29.4070, FYI: October 2018 Newsletter - LDC

Fri Oct 19 02:39:11 UTC 2018

LINGUIST List: Vol-29-4070. Thu Oct 18 2018. ISSN: 1069 - 4875.

Subject: 29.4070, FYI: October 2018 Newsletter - LDC

Moderator: linguist at linguistlist.org (Malgorzata E. Cavar)
Reviews: reviews at linguistlist.org (Helen Aristar-Dry, Robert Coté)
Homepage: https://linguistlist.org

Please support the LL editors and operation with a donation at:
           https://funddrive.linguistlist.org/donate/

Editor for this issue: Everett Green <everett at linguistlist.org>
================================================================

Date: Thu, 18 Oct 2018 22:38:00
From: Membership Office [ldc at ldc.upenn.edu]
Subject: October 2018 Newsletter - LDC

In this newsletter: 

Fall 2018 LDC Data Scholarship Recipients
Membership Year 2019 Publication Preview

New publications:

Concretely Annotated English Gigaword

TRAD Arabic-French Parallel Text -- Newswire

TAC KBP English Regular Slot Filling - Comprehensive Training and Evaluation
Data 2009-2014

-----------------------------------------

Fall 2018 LDC Data Scholarship Recipients

Congratulations to the recipients of LDC's Fall 2018 Data Scholarships:

Utkrist Adhikari: University of Bonn (Germany); M.Sc, Computer Science.
Utkrist is awarded a copy of Treebank-2 for his research in named entity
recognition, super sense tagging, and semantic role labeling. 

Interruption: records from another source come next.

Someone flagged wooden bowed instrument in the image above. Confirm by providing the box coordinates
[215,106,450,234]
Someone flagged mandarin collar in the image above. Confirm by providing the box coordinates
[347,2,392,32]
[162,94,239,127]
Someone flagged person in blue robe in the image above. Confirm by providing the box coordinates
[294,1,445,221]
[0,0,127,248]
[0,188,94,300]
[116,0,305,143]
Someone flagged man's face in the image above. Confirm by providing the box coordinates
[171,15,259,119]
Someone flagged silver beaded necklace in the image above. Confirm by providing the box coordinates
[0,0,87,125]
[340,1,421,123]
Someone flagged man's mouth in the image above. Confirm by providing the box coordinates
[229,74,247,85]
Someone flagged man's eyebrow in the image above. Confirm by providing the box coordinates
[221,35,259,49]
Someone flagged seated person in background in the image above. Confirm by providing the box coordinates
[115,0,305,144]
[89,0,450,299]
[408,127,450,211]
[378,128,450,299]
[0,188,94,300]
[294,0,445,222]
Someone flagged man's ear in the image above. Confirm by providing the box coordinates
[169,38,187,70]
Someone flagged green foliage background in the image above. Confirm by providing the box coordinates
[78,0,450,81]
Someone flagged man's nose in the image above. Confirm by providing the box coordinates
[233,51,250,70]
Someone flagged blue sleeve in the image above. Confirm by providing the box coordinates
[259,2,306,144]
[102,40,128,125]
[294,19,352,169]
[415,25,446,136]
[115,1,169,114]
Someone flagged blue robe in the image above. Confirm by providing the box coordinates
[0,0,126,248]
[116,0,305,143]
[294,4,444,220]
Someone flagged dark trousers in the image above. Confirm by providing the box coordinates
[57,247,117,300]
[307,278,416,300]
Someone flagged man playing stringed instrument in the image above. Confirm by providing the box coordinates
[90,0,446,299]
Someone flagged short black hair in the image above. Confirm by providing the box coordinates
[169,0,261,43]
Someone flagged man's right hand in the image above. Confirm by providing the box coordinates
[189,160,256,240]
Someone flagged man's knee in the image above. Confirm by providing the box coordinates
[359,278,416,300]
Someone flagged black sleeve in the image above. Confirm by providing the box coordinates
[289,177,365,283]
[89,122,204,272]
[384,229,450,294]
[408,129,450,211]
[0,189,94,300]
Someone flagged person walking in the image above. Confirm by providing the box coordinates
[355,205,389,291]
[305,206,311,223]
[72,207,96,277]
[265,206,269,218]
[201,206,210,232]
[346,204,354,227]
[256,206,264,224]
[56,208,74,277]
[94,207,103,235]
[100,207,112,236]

Vitaliya Remneva: Higher School of Economics, National Research University
(Russia); M.Sc, System and Software Engineering. Vitaliya is awarded a copy of
ETS Corpus of Non-Native Written English for her work in author profiling
through natural language processing.

Tian Xiaoyu: Shanghai International Studies University (China); MA,
Linguistics. Tian is awarded a copy of Tagged Chinese Gigaword Version 2.0 for
her research in causative construction variations in Mainland Chinese, Taiwan
Chinese, and Singapore Chinese. 

W. Victor H. Yarlott: Florida International University (US); Ph.D., School of
Computing and Information Sciences. Victor is awarded a copy of ACE2005
Multilingual Training Corpus for his research in relation extraction. 

For information about the program, visit the Data Scholarship page. 

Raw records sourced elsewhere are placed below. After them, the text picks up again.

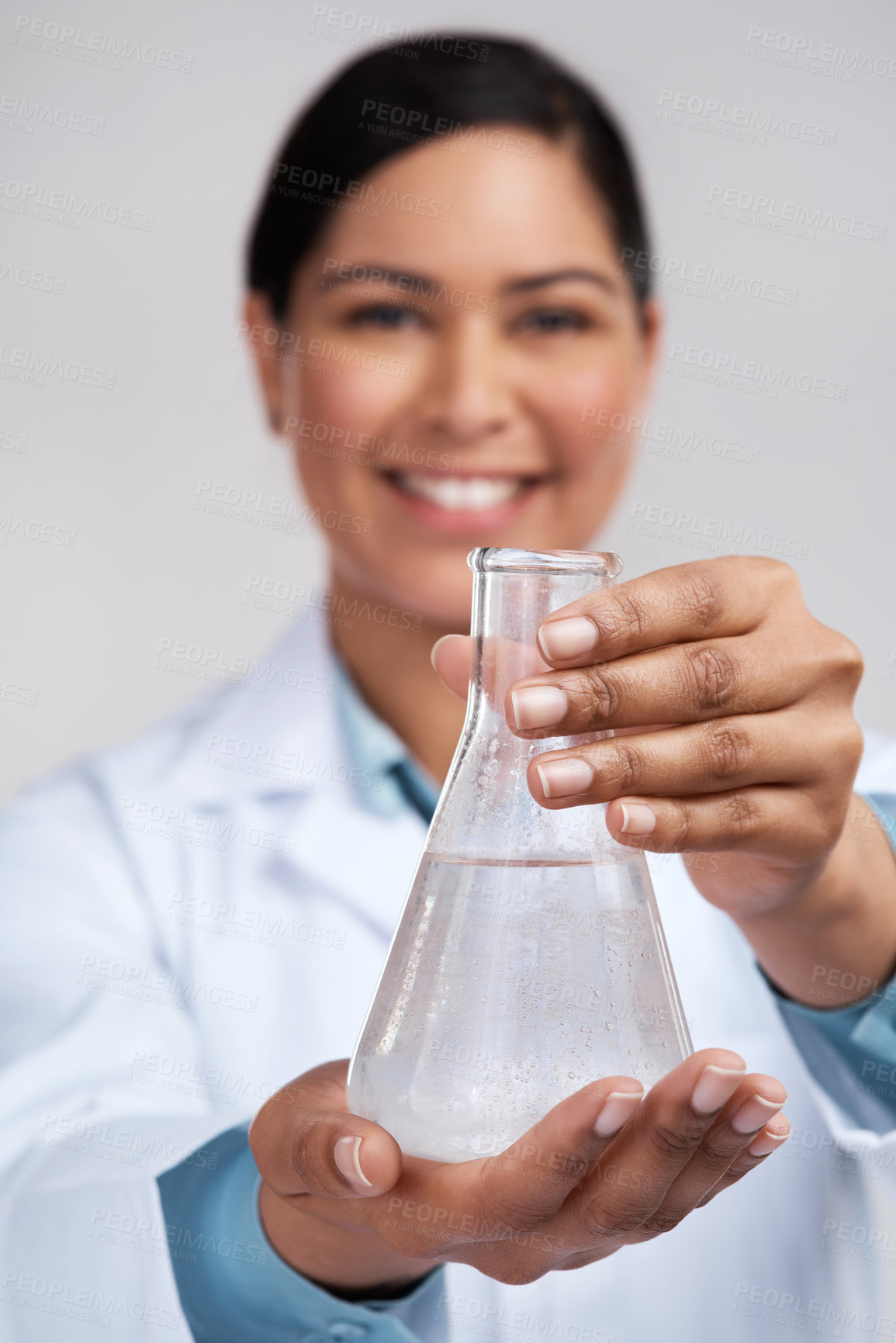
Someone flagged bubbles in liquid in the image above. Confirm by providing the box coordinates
[349,857,690,1161]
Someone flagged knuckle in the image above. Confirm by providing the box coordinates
[704,722,751,781]
[613,737,645,794]
[648,1120,701,1165]
[489,1255,553,1286]
[832,634,865,685]
[290,1121,326,1187]
[721,792,759,839]
[681,564,723,630]
[666,803,694,853]
[685,645,738,709]
[582,1201,642,1241]
[638,1207,683,1241]
[582,665,621,718]
[477,1172,545,1236]
[595,587,648,639]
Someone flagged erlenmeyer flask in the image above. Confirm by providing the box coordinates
[348,548,692,1161]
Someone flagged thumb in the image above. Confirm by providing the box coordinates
[248,1060,402,1198]
[430,634,473,700]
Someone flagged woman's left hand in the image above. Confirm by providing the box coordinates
[505,556,863,917]
[434,556,896,1007]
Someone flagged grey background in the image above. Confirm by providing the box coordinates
[0,0,896,795]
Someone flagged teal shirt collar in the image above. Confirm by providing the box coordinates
[333,662,441,822]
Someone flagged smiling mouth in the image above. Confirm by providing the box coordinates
[386,472,544,513]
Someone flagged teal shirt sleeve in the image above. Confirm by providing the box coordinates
[157,1127,443,1343]
[771,792,896,1131]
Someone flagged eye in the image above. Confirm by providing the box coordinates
[517,307,593,336]
[348,303,420,331]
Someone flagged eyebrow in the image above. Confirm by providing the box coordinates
[332,263,619,296]
[507,266,617,294]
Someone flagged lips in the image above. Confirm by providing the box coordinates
[386,472,545,535]
[393,472,527,513]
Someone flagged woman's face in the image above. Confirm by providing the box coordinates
[247,127,657,628]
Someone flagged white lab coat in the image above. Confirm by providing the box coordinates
[0,612,896,1343]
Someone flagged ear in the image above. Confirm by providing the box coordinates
[243,289,283,434]
[641,298,665,395]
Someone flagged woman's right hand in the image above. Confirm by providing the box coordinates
[248,1049,790,1296]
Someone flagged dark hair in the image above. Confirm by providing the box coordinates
[247,35,650,320]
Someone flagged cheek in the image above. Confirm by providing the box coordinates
[529,360,638,474]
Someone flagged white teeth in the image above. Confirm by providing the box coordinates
[398,472,523,513]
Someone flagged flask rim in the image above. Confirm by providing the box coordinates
[466,545,622,579]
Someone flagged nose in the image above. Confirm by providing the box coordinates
[419,320,516,446]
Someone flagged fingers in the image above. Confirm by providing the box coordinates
[476,1077,643,1238]
[529,555,799,667]
[694,1115,790,1207]
[528,713,839,803]
[248,1060,402,1198]
[623,1073,790,1241]
[596,786,829,864]
[563,1049,763,1253]
[505,626,795,740]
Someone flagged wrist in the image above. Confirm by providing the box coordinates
[258,1181,439,1300]
[735,796,896,1009]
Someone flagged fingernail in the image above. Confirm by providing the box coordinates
[534,759,593,798]
[619,801,657,836]
[747,1131,790,1156]
[538,615,598,662]
[690,1064,747,1115]
[333,1137,373,1189]
[510,685,567,731]
[731,1096,784,1134]
[593,1092,643,1137]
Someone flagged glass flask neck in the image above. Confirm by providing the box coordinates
[427,548,628,865]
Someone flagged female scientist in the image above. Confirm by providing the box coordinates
[0,36,896,1343]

Membership Year 2019 Publication Preview

The 2019 Membership Year is fast approaching and plans for next year’s
publications are in progress. Among the expected releases are:

SRI Speech-Based Collaborative Learning Corpus: speech from over 100 US middle
school students performing collaborative learning tasks, includes audio
recordings, orthographic transcriptions, manual annotation of collaboration,
and related documentation

Chinese Abstract Meaning Representation (AMR): developed by Nanjing Normal
University and Brandeis University, semantic representation of approximately
10,000 Chinese sentences following the basic principles of AMR using web
source data from Chinese Treebank 8.0 (LDC2013T21)

Multilanguage conversational telephone speech: developed to support language
identification research in related languages (Arabic, East Asian, English,
Mandarin)

TAC KBP: English entity discovery and linking, nugget detection and event
argument data, Chinese slot-filling data

IARPA Babel Language Packs (telephone speech and transcripts): languages
include Amharic, Guarani, Igbo, and Lithuanian

HAVIC Med Progress Test data: web video, metadata, and annotations for
developing multimedia systems

BOLT: discussion forums, SMS, word-aligned and tagged data in all languages
(Chinese, Egyptian Arabic, English)
Check your inbox in the coming weeks for more information about membership
renewal.  

-----------------------------------------

New publications:

(1) Concretely Annotated English Gigaword was developed by Johns Hopkins
University's Human Language Technology Center of Excellence. It adds multiple
kinds and instances of automatically-generated syntactic, semantic, and
coreference annotations to English Gigaword Fifth Edition (LDC2011T07).
Concrete is a schema for representing structured, hierarchical, and
overlapping linguistic annotations. This release provides multiple tool
outputs producing the same annotation types as different annotation theories
under a shared tokenization.

Concretely Annotated English Gigaword contains the nearly ten million
documents (over four billion words) of the original English Gigaword Fifth
Edition, which consists of newswire stories from seven sources collected by
LDC between 1994-2010. 

Concretely Annotated English Gigaword is distributed via hard drive.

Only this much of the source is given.